The dcode auth command group is the scriptable equivalent of the /auth manager: it manages the same stored credentials without launching the TUI, which makes it usable for dotfile bootstrap, CI/CD, and setting a key on a remote box over SSH. The subcommands mirror the modal’s verbs:
CommandDescription
dcode auth list (alias ls)List every known provider and where its key resolves from
dcode auth status <provider>Print the resolution source for one provider
dcode auth set <provider>Store an API key, read from stdin by default
dcode auth remove <provider> (aliases rm, delete)Delete a stored credential
dcode auth pathPrint the resolved path to the credential store (auth.json)
set reads the key from stdin by default, so it never lands in shell history or argv. Pipe the key in, or use --from-env VAR to copy it from a process environment variable:
# Pipe the key in (stdin)
echo "$ANTHROPIC_API_KEY" | dcode auth set anthropic

# Copy it from an existing environment variable
dcode auth set openai --from-env OPENAI_API_KEY
set refuses to run in an interactive terminal so an accidental invocation cannot hang waiting on input — pipe the key via stdin or use --from-env VAR. Stored keys go through the same store as /auth, so warnings (for example, about file permissions on auth.json) are printed to stderr.
Remove a stored key or print the store location:
dcode auth remove anthropic
dcode auth path
dcode auth set manages API keys only. The openai_codex provider uses a ChatGPT browser sign-in rather than an API key, so run /auth and select openai_codex to sign in instead. dcode auth remove openai_codex does sign you out.

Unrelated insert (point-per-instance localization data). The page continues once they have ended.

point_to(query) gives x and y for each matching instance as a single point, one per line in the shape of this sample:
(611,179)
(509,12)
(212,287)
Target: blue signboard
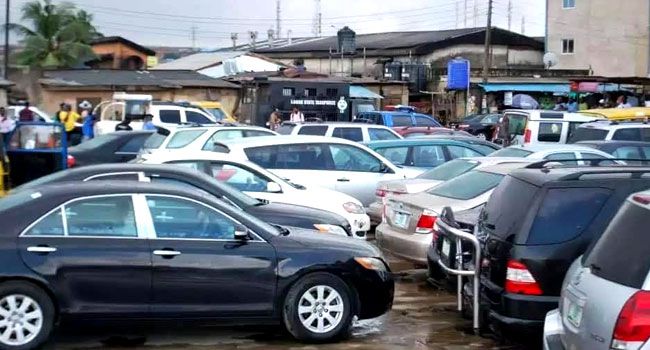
(458,74)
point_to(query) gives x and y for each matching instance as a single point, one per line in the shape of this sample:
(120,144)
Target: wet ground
(422,318)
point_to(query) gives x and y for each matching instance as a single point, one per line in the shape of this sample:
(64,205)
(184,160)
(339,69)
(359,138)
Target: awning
(361,92)
(531,87)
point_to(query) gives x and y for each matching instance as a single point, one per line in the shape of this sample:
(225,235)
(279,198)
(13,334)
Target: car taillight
(426,222)
(71,161)
(519,280)
(633,325)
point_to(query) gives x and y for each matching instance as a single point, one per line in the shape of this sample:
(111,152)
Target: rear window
(621,253)
(449,170)
(566,213)
(468,185)
(588,134)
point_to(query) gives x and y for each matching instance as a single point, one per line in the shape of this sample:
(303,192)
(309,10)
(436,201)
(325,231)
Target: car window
(449,170)
(376,134)
(349,158)
(170,116)
(134,144)
(428,156)
(469,185)
(627,134)
(101,217)
(566,213)
(623,243)
(238,177)
(462,152)
(318,130)
(196,117)
(549,132)
(183,138)
(566,157)
(352,134)
(396,155)
(184,219)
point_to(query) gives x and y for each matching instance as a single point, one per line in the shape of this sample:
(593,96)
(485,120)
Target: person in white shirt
(297,116)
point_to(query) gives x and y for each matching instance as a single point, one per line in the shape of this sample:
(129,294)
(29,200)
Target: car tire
(23,303)
(321,324)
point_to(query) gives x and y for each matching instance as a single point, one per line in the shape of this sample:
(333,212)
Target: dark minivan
(536,223)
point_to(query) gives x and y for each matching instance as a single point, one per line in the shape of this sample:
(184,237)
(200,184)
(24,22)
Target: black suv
(536,223)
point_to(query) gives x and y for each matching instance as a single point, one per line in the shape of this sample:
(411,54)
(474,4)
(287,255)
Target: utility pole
(488,38)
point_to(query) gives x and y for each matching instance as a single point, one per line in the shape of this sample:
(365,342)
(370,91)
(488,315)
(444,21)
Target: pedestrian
(275,120)
(26,114)
(124,125)
(297,116)
(7,125)
(88,120)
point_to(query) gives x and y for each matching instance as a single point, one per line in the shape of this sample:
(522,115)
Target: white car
(329,162)
(197,138)
(262,184)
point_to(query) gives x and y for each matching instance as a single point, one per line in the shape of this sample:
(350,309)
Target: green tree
(54,35)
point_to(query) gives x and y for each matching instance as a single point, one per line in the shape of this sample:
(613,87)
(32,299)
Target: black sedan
(481,125)
(127,250)
(115,147)
(277,213)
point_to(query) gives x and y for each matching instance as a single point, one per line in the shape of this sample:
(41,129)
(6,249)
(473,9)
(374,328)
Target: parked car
(423,154)
(348,131)
(114,147)
(317,161)
(605,298)
(430,179)
(482,125)
(198,137)
(276,213)
(568,154)
(605,130)
(128,251)
(408,225)
(264,185)
(553,214)
(395,119)
(519,127)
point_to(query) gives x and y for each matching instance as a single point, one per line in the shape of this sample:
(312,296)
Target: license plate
(401,220)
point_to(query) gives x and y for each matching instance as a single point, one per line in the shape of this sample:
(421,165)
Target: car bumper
(553,330)
(408,246)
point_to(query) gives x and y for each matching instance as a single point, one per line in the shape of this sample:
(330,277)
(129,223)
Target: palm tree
(58,36)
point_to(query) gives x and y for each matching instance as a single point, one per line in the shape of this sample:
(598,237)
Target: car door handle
(41,249)
(166,253)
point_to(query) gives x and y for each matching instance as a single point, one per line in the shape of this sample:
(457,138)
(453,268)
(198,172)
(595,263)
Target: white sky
(170,22)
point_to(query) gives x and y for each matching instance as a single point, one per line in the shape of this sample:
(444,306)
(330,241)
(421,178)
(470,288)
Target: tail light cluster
(520,281)
(632,329)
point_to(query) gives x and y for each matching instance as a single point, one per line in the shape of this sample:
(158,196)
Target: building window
(567,46)
(288,92)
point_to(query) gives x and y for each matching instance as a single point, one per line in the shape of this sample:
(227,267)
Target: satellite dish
(550,59)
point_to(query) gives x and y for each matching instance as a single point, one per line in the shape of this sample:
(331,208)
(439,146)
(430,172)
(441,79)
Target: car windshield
(467,186)
(449,170)
(511,152)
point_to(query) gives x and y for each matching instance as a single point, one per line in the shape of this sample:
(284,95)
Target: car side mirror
(241,233)
(273,187)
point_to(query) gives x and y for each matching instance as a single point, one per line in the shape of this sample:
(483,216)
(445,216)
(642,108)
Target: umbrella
(524,101)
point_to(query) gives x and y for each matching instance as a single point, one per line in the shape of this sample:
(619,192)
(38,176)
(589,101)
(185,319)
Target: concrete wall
(610,37)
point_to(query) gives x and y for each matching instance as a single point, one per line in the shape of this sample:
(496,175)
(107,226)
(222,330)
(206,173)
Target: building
(97,85)
(609,38)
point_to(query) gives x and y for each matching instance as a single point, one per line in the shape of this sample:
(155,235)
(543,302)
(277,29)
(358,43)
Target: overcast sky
(170,22)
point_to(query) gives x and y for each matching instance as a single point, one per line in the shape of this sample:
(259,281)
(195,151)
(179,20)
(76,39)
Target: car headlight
(353,208)
(333,229)
(371,263)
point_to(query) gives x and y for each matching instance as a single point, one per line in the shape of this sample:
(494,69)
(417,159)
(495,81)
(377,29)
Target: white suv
(357,132)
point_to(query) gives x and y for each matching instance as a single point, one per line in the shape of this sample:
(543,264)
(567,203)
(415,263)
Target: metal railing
(460,273)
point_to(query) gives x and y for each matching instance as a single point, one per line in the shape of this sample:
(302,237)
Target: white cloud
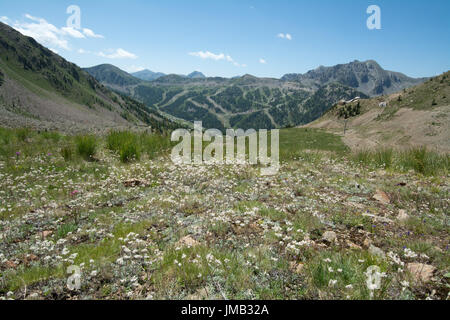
(209,55)
(133,68)
(91,34)
(118,54)
(49,35)
(4,19)
(216,57)
(286,36)
(43,32)
(72,32)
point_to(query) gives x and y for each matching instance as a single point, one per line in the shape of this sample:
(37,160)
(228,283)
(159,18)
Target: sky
(236,37)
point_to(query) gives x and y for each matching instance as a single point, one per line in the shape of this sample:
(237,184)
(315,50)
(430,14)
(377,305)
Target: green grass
(130,145)
(420,160)
(295,140)
(86,146)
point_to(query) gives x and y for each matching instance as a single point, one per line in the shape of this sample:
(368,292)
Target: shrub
(423,161)
(383,158)
(23,134)
(129,152)
(86,147)
(67,153)
(116,140)
(154,144)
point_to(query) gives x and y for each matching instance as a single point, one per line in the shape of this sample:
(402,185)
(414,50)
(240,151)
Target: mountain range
(252,102)
(37,85)
(38,88)
(148,75)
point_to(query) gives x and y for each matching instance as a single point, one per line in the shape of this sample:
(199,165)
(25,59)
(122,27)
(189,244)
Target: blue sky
(236,37)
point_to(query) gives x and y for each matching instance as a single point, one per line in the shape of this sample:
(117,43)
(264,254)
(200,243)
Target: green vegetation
(86,146)
(418,159)
(295,141)
(130,145)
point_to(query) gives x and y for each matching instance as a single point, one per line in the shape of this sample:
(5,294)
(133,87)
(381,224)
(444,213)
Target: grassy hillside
(245,102)
(418,116)
(137,225)
(42,89)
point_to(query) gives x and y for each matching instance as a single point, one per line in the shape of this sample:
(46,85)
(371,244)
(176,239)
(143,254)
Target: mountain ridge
(367,76)
(40,87)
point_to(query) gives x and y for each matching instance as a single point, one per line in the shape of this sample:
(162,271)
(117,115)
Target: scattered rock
(382,197)
(188,241)
(10,265)
(45,234)
(375,251)
(377,218)
(135,183)
(402,215)
(329,236)
(296,267)
(421,272)
(353,246)
(201,294)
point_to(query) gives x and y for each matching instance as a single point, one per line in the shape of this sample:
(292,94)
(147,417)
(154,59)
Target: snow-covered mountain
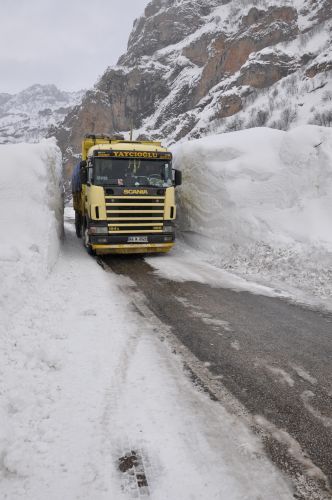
(27,116)
(196,67)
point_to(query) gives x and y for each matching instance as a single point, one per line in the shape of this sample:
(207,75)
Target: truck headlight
(168,229)
(98,230)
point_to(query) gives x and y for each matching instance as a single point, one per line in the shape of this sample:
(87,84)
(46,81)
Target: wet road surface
(274,357)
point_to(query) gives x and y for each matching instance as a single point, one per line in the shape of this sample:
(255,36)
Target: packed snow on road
(256,204)
(93,404)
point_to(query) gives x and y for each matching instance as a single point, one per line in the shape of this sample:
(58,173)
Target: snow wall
(31,216)
(259,202)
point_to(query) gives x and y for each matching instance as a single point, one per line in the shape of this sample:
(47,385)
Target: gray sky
(66,42)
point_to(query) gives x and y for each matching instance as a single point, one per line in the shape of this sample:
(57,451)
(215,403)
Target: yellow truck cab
(124,196)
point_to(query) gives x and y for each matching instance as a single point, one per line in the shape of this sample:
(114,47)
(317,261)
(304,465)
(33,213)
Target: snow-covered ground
(31,215)
(257,203)
(86,380)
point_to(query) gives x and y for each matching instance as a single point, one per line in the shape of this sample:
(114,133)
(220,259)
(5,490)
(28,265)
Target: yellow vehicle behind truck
(124,196)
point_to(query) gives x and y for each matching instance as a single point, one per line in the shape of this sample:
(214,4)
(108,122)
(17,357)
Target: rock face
(27,116)
(199,66)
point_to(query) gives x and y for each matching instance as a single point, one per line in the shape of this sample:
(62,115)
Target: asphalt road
(273,356)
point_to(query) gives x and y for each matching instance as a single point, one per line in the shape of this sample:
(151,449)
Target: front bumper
(128,248)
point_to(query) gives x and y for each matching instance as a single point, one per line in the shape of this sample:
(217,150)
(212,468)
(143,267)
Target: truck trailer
(124,196)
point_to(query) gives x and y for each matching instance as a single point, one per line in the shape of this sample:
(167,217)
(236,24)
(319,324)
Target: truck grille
(135,214)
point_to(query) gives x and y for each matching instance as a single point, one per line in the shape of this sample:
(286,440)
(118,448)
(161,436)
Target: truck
(124,196)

Environment variables (CI and headless)

For non-interactive runs, CI/CD pipelines, or anywhere a TUI isn’t available, export the provider’s env var in your shell:
export ANTHROPIC_API_KEY="sk-ant-..."
export OPENAI_API_KEY="sk-..."

# Prefix with DEEPAGENTS_CODE_ to scope a key to Deep Agents Code only,
# leaving a shared key used by other CI steps untouched
export DEEPAGENTS_CODE_OPENAI_API_KEY="sk-..."
To keep keys in a file instead, define them in a .env file.

Key resolution order

When a provider’s key is set in more than one place, Deep Agents Code uses the first of these that is set:
  1. DEEPAGENTS_CODE_-prefixed env var — for example DEEPAGENTS_CODE_OPENAI_API_KEY as an inline shell export. The DEEPAGENTS_CODE_ prefix is the explicit “use this key in Deep Agents Code” override.
  2. App-stored key — entered in the /auth credential manager.
  3. Plain provider env var — for example OPENAI_API_KEY, from your shell or .env files.
An app-stored key wins over a plain env-var key for the same provider, but a DEEPAGENTS_CODE_-prefixed key wins over an app-stored key. The prefix is the way to override an already-stored key for a single run, without clearing it:
# With a key already stored via /auth, a plain env var does not override it.
# dcode still uses the app-stored key for this run:
OPENAI_API_KEY=sk-xxxx dcode -n "..."

# The DEEPAGENTS_CODE_ prefix does override it, for this run only:
DEEPAGENTS_CODE_OPENAI_API_KEY=sk-xxxx dcode -n "..."
This layering exists for the common case where your machine already exports a plain provider variable for some other purpose — a shared OPENAI_API_KEY used by other tools, scripts, or CI — that you do not want Deep Agents Code to reuse. An app-stored key or a DEEPAGENTS_CODE_-prefixed variable gives Deep Agents Code its own value while leaving the unprefixed one untouched for everything else, so the two never mix. Each provider’s API key and its endpoint (base_url) resolve as a pair from the same source. See Endpoints, keys, and gateways.

Enable web search with Tavily

The built-in web_search tool uses Tavily. Deep Agents Code shows a “Web search disabled” notification on startup until you provide a key. You can store the key in the /auth credential manager, where Tavily appears as a non-model service, or set the TAVILY_API_KEY environment variable.